Laughing, Yet Still Traveling – 1 Peter 3:5-6

1 Peter 3:5-6

For after this manner in the old time the holy women also, who trusted in God, adorned themselves, being in subjection unto their own husbands:
Even as Sara obeyed Abraham, calling him lord: whose daughters ye are, as long as ye do well, and are not afraid with any amazement.

Peter reaches back into the Old Testament and points to Sarah. Not because she understood everything perfectly. Not because she never struggled. But because she trusted God enough to travel with Abraham, even when his vision stretched beyond what made sense.

That is important.

When Sarah heard the promise that she would bear a son, she laughed within herself. She knew her age. She knew the facts. She knew how impossible it sounded. And yet Peter still points to her as an example. That tells me the issue was never that she had no questions. The issue was that beneath the questions, she still trusted God.

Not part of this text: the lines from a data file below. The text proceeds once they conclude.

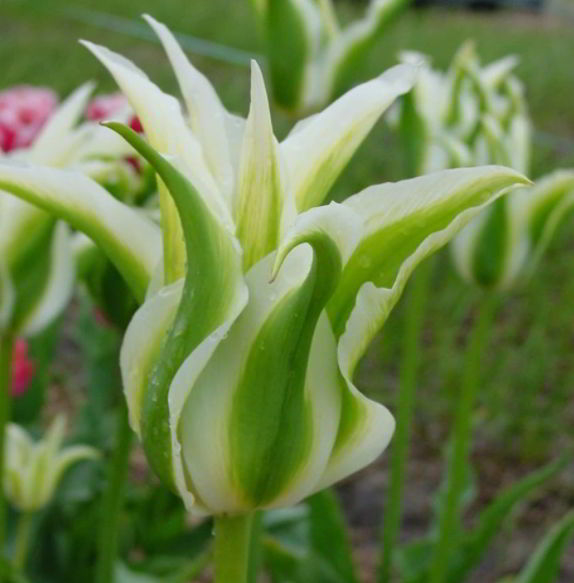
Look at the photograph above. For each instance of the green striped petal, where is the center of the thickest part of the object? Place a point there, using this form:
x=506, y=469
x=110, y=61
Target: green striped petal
x=213, y=295
x=208, y=117
x=504, y=244
x=260, y=420
x=364, y=427
x=132, y=242
x=166, y=129
x=258, y=423
x=403, y=222
x=260, y=198
x=319, y=149
x=58, y=286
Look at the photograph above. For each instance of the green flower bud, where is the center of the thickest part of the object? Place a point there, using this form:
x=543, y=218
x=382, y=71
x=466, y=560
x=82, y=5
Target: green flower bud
x=34, y=469
x=502, y=247
x=257, y=304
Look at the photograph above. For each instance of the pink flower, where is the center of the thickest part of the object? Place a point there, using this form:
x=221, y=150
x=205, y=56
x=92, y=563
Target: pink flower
x=23, y=112
x=104, y=106
x=22, y=368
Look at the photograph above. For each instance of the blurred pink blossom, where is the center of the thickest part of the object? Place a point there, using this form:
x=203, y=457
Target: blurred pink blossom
x=22, y=368
x=23, y=112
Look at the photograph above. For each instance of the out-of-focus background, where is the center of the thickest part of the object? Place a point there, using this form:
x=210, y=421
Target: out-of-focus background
x=526, y=405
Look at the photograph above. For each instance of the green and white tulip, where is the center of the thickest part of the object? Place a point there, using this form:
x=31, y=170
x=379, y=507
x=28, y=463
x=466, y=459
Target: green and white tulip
x=36, y=258
x=257, y=304
x=312, y=59
x=34, y=469
x=445, y=120
x=502, y=247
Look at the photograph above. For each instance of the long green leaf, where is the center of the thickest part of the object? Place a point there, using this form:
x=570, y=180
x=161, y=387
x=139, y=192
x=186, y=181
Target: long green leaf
x=545, y=562
x=329, y=537
x=492, y=518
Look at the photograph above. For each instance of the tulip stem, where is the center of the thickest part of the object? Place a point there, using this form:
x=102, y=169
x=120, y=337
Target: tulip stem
x=108, y=535
x=410, y=361
x=6, y=345
x=232, y=548
x=458, y=458
x=22, y=540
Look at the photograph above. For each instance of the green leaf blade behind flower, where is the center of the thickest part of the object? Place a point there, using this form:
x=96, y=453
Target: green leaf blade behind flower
x=545, y=562
x=351, y=47
x=492, y=518
x=319, y=148
x=291, y=27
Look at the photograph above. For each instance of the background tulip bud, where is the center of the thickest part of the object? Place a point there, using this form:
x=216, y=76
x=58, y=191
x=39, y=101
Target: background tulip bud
x=34, y=469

You need to see this: biblical submission is not pretending everything feels easy. It is not shutting off your mind. It is not acting like fear never shows up. It is choosing to rest in God when you cannot fully sort out what He is doing.

And Abraham was no perfect man. He was a man of faith, but he also had glaring weakness. In Egypt, he failed Sarah badly. He asked her to say she was his sister in order to protect himself. That was not courage. That was fear. Yet even there, God stepped in and protected Sarah.

That matters because Sarah’s security was not really in Abraham’s strength. It was in the Lord’s faithfulness.

A wife is not being called to believe her husband is flawless. She is being called to trust that God is able to lead, guard, and work even while her husband is still a man in process. Like boarding a ship with a captain who may miss a wave or two, her peace is not in the captain’s perfection but in the God who rules the sea.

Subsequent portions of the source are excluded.